私が園長をするようになって3年。新しい保育園と一緒に歩んできた、この3年は苦労の連続だったが、職員の意欲と頑張りに助けられてきた。今更ながら、よくこんなに素晴らしいスタッフばかりに恵まれたものだと感謝する。その自慢の職員と未来に向って力強く育っていく子どもたちに寄り添いながら創造してきたなごみ保育園という子どもの社会。積みかさねた時間の分だけ成熟していると思う。それでも、保育が深まれば、深まるほど課題が浮き彫りになる。子どもたちのより豊かな育ちとは、より健やかなる成長とは何か悩み、考える。そんな時、何気なく過ぎ去っていった言葉。『人は「生きる」ために生きる』が私の意識に顔を出す。
「生きる」ために生きる。当たり前だと思った言葉が私の心に引っかかる。この短いフレーズがグルグルと頭のなかで駆け巡る。そして、自問する。「生きる」とは何だ。もちろん生きるは、容易に生物学的な生きるだと分かる。問題は、「生きる」の本性だ。その抽象的概念が気になってしょうがない。だから、自分なりに紐解こうと、その「生きる」の意味するところを考えた。
我々人間は本能を失ってしまったと言われている。動物の2大本能、生きるために食べること、より強い子孫を残すこと。いずれも、人間は選り好みをする。より美味しいものを食べたい(ダイエットなどで食べないこともある)と思うし、より素敵な異性(同性の場合もある)に出会いたいと願う。もちろん発情期など存在しない。では、どうやって人間は生きているのか。他の動物のように本能のみに従って生きることはできない本能が壊れてしまった人間。人間が生きていくためには本能を代用するものが必要なのだ。そこで、登場するものが「こころ」だ。人間のなかに「こころ」の存在を仮定する。少なくとも心理学ではそう考える。本能を代用する概念「こころ」。「こころ」は意識、無意識の領域から私たちの行動を決定する。そして常に要求し続ける。よりよく、より豊かに生きることを。

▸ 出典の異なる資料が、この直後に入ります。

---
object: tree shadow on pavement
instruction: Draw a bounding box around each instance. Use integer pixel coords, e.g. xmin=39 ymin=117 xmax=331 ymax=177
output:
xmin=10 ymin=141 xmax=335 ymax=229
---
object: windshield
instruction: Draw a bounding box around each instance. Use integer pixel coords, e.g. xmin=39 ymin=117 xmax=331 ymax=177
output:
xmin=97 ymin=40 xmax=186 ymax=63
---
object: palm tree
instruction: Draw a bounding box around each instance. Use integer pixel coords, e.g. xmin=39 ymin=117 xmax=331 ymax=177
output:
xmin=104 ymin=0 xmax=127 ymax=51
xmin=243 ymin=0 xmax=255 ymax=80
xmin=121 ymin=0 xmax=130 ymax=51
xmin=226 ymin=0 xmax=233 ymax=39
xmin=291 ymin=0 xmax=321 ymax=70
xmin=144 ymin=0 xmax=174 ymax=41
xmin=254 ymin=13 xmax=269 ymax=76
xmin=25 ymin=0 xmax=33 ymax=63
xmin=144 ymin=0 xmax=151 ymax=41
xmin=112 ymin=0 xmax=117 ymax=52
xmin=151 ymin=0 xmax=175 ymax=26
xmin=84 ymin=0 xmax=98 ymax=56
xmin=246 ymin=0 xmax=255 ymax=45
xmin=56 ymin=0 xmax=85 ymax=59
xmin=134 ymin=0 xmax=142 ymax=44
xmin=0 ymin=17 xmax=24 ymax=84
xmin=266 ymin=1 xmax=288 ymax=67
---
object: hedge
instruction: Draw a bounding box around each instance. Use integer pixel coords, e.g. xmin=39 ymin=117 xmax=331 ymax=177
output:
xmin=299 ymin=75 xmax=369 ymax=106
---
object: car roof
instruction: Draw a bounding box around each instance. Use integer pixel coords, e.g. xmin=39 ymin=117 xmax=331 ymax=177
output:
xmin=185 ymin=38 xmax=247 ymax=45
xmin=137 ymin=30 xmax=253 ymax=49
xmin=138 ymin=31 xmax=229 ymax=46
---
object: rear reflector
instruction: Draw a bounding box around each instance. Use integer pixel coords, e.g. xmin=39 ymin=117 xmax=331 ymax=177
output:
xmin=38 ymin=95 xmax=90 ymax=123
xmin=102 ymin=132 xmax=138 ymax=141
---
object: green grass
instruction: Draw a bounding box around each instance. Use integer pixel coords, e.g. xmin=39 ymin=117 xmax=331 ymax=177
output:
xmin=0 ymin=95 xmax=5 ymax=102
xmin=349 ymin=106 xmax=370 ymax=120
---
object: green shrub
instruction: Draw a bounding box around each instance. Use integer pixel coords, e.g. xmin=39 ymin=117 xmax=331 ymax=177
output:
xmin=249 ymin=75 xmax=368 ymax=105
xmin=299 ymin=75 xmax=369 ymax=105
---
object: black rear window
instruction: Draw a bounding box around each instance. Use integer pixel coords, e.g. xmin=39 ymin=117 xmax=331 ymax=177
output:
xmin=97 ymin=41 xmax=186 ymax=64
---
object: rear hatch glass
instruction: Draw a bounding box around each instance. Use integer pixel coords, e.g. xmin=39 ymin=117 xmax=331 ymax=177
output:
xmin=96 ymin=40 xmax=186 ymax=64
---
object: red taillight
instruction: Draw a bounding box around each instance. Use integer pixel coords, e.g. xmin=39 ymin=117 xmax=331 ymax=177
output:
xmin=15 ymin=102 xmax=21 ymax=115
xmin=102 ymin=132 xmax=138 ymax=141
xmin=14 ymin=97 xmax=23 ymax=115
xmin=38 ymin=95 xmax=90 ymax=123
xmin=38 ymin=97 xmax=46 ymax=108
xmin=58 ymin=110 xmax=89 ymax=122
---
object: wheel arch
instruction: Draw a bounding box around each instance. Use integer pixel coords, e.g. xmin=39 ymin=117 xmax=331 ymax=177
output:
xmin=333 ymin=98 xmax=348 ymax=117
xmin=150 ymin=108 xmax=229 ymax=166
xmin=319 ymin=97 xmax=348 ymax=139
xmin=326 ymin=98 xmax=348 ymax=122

よりよく、より豊かに生きる?鈍感な私がここで気がつく。頭のなかでぐるぐるしていたものが平行に並び、構造化される。「生きる」という言葉の隣に豊かな「こころ」の発達という言葉が足を揃える。そして、「こころ」の向っていく先を段階的に見つめる。なぜ段階的なのか。それは、「こころ」の発達を私のなかで鮮明にするためにエリクソンの漸成的発達理論というフィルターを通しているからだ。そして、アイデンティティーという言葉がパズルを完成させる。「こころ」が発達する先にあるアイデンティティーの確立。つまり、人間は生まれてからずっと「こころ」の欲求を段階的に、満たされ、満たしながら自分を探し、社会のなかで、ひとりの私になっていくのだ。
かなり遠回りしたが、今なら分かる。人は間違いなく「生きる」ために生きている。私なりの表現をすれば、人は「社会のなかで自立した私になる」ために生きているのだ。それは、まさに子どもが大人になっていく発達・成熟のプロセスであり、子どもたちは常に自分の「こころ」の欲求を大好きな人に満たして欲しいと願っている。ひとりの私になるために。